6. Metabolic Changes
Cells increase glucose uptake to meet the high energy demands of the body. This ensures that muscles and the brain have the energy they need for a potential fight or flight response.
Source: Research on stress metabolism and glucose regulation (Sapolsky, R.M. “Why Zebras Don’t Get Ulcers”).
7. Feedback Loop
As the body remains in an angry state, it can create a feedback loop where the physiological changes (like increased heart rate) reinforce the feeling of anger, making it harder to calm down.
Source: “The Body Keeps the Score” by Bessel Van Der Kolk, which discusses how emotional and physiological states interact.
So there you have it – a full breakdown of what exactly happens in your body when you get angry.
Now where do we go from here?
What stood out to me was the Feedback Loop – we must break free from the emotional feedback loop of anger because staying trapped in it amplifies stress, clouds judgment, and damages relationships. Letting go allows clarity, healthier communication, and emotional balance to take the lead.
Anger is necessary, it is a part of all the incredible emotions we have in order to fully experience what it means to be human. We can’t let it take the reigns longer than we need to.
That’s where the feedback loop comes in – it’s going to dictate whether we let anger run over the rest of our day/lives, or we turn to curiosity to get the information that made us angry in the first place.
(That’s why we get angry – to get to know ourselves better, so we can evolve – at least that’s what I believe)
It all starts in our beautiful brain, then moves from our brain to the rest of our body.
We often do not focus on the important fact that our brain is inside our body.
So how do we get out of this feedback loop?
Upon getting angry and reading through this list I recalled my daily practice of meditation – I took a moment to close my eyes and take a couple of deep breaths.
Fun fact: Closing your eyes and taking deep breaths taps into your parasympathetic nervous system, which is responsible for calming the body and restoring balance after stress.

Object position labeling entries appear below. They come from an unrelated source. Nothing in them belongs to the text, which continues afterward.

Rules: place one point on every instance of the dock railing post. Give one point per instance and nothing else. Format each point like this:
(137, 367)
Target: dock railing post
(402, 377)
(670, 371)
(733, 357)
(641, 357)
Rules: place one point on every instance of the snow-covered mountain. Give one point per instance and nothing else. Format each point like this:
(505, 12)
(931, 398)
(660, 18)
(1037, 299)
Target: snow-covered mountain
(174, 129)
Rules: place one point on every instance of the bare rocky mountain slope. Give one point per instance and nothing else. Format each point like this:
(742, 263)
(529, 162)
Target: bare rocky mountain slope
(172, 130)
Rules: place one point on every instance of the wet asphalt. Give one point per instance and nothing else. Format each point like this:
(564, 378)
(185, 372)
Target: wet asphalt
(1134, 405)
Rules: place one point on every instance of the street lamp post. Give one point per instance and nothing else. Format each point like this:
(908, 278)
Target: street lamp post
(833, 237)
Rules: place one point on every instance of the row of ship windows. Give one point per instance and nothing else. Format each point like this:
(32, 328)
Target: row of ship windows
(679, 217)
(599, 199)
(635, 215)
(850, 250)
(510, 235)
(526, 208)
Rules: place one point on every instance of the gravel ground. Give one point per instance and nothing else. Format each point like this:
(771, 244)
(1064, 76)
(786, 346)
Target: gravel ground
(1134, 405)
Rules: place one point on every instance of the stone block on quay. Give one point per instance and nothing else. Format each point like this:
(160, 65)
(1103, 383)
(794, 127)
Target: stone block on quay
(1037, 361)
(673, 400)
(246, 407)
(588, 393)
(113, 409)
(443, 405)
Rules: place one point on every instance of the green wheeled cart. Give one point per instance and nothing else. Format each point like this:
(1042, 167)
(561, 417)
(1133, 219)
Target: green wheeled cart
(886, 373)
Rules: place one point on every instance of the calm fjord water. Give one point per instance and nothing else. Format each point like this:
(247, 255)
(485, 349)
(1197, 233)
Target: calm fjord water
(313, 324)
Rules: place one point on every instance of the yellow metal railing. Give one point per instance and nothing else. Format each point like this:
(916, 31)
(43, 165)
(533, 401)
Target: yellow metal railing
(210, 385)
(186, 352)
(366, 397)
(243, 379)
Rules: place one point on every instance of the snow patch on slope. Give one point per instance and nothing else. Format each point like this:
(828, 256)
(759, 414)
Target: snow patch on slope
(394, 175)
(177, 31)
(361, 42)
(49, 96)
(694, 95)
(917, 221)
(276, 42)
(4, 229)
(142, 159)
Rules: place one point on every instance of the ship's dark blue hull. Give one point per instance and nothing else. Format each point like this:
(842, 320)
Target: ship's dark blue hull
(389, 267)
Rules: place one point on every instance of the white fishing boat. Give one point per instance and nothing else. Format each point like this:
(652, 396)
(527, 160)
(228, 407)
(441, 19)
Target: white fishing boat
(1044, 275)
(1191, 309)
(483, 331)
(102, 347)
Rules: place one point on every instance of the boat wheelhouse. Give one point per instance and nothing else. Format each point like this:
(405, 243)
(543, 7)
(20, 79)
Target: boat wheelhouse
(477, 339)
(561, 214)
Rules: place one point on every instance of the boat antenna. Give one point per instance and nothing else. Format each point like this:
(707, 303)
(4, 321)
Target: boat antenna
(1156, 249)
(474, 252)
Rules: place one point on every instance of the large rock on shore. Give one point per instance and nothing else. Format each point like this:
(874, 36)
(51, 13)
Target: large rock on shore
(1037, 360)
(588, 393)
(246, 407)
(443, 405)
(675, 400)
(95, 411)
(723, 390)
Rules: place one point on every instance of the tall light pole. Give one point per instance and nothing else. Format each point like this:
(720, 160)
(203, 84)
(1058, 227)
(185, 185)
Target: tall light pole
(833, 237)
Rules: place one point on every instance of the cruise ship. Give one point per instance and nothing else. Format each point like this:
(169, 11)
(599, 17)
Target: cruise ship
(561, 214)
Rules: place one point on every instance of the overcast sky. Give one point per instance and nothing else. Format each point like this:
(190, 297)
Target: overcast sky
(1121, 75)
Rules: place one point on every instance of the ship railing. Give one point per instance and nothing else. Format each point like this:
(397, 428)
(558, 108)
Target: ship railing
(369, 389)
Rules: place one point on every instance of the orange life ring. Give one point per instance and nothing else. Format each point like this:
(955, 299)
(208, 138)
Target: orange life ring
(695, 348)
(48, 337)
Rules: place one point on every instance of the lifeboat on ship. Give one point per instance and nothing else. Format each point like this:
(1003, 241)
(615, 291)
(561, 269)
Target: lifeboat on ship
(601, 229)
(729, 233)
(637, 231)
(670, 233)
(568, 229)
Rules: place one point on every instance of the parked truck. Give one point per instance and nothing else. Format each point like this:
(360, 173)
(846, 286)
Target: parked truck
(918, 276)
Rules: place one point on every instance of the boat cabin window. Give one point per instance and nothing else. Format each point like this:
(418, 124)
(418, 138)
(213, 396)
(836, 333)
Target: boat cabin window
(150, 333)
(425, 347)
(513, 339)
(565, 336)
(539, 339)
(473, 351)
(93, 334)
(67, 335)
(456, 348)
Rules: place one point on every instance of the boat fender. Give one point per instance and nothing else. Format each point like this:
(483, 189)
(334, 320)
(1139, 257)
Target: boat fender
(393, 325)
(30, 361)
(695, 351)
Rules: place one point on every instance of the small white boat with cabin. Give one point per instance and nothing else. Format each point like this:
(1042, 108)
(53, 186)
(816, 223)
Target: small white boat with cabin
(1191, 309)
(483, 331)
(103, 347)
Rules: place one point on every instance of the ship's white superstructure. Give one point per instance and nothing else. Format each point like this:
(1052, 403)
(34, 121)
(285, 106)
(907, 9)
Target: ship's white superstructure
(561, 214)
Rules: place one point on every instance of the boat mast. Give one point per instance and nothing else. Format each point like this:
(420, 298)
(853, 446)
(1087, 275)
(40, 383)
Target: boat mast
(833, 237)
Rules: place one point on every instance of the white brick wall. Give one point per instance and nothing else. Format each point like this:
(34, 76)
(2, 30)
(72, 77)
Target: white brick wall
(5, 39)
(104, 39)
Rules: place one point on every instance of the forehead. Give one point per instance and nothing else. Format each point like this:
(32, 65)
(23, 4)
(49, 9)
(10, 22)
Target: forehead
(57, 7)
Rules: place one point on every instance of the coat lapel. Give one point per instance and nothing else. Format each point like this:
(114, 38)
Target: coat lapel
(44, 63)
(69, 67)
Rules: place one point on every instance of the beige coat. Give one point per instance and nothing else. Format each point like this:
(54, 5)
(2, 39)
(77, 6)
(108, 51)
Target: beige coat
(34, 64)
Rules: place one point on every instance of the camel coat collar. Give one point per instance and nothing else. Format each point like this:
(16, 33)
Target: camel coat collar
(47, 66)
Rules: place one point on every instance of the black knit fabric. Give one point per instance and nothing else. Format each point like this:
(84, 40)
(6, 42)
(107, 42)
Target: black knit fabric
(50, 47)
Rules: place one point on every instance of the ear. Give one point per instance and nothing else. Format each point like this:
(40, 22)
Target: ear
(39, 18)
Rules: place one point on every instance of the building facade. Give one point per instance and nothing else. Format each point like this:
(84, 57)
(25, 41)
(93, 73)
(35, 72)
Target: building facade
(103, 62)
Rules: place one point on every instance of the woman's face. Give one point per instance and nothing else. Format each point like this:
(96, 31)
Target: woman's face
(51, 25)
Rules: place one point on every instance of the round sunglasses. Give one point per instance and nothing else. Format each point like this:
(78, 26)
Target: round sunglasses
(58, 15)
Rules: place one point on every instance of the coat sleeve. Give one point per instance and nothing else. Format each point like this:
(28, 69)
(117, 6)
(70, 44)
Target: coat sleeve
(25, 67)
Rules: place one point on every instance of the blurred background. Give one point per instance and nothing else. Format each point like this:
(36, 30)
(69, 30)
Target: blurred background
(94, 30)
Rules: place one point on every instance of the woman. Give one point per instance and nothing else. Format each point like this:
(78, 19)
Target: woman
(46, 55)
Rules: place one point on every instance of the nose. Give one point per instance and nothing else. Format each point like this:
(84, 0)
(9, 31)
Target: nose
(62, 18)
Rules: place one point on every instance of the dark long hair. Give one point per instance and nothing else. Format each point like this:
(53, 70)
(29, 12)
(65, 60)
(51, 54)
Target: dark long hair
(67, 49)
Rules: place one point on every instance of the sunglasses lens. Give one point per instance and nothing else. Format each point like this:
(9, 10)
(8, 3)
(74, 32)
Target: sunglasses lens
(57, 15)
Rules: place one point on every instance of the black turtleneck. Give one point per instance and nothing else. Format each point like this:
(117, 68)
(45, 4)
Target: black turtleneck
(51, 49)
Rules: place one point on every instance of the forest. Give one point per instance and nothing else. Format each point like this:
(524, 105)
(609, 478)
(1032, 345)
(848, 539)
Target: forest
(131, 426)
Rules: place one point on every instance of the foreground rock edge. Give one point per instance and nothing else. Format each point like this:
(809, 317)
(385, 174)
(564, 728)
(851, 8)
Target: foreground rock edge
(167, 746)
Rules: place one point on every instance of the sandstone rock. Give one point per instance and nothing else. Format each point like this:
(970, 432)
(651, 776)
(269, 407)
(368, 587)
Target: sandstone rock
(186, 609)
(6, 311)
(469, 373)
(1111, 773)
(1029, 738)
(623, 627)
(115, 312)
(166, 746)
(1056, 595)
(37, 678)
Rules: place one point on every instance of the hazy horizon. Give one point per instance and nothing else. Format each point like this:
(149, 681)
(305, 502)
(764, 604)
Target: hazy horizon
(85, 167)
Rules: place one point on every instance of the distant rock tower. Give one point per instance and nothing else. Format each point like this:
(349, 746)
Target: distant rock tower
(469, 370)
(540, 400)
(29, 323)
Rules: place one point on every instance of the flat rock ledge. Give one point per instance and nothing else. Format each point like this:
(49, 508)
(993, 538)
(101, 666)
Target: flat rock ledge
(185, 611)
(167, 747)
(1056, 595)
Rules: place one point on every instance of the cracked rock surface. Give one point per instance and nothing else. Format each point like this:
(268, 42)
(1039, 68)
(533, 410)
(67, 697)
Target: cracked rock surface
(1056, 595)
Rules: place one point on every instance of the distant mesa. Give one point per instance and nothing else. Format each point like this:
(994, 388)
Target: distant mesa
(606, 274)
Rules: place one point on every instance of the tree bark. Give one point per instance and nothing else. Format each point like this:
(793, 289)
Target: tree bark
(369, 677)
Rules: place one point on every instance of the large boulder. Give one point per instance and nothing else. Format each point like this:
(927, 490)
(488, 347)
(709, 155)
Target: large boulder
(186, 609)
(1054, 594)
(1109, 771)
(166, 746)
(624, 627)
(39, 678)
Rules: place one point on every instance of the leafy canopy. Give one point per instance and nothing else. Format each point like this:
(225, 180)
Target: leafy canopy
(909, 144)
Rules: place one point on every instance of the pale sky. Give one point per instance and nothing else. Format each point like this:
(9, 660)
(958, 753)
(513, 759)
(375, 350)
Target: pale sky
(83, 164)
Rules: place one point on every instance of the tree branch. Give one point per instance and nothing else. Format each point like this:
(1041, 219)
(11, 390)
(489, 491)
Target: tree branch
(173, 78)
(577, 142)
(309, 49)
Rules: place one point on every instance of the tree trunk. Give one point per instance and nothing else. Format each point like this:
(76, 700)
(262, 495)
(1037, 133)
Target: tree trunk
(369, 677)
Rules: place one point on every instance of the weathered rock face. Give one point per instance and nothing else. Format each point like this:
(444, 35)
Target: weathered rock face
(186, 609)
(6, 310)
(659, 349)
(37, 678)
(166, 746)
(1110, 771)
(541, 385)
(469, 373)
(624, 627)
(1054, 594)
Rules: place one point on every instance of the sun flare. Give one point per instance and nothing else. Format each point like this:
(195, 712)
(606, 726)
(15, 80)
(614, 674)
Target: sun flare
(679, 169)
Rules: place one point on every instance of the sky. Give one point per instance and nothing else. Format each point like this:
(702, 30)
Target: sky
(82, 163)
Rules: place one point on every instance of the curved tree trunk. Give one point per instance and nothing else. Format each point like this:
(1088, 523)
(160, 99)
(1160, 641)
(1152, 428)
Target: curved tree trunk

I reminded myself that no matter how much something someone else does pains me, or makes me sad it is up to me to feel it and understand why it pained me in the first place.
I wouldn’t have had that change in mindset had I not stopped, taken a breath and asked myself why was I so angry and why did I feel I needed to protect myself.
I like to see anger as little glimmers that show me:
1. How to get to know myself better
2. The parts of myself I have neglected to heal.
To get out of the feedback loop, we must change our mindset.
We often blame our anger on something or someone external.
It’s never really about another person, or something outside of ourselves. Even though it is usually something that someone does or says to us that triggers the anger. Our anger comes from a memory deep inside us that we’ve buried and haven’t healed, still causing us pain. It can also be that we are actually angry at ourselves, a promise we didn’t keep and should’ve. I find the latter to be the hammer on the nail most often.
I’ve learned that a lot of where my anger stems from is the expectations I have of others, and them not meeting the expectations I hold of them.
In truth we cannot expect someone to react in the way we think they should… We can only ask of others that they do the best with the information we give them about what we need.
They are their own person, much like we are our own person.
We are all doing the best we can with the tools we have, and all our tool boxes look different, sound different and are at their core, different.
Our uniqueness is what is so incredibly beautiful about all of us.
Give it a go, and next time something triggers your Anger, where in your body you feel it, and what you need to learn about yourself to heal it.
We have all the answers inside of us, we just need to dig deep with the right questions, unafraid of our ‘dark side’.
When we begin to navigate our ‘dark side’ without shame or fear, that is when our light comes to find us.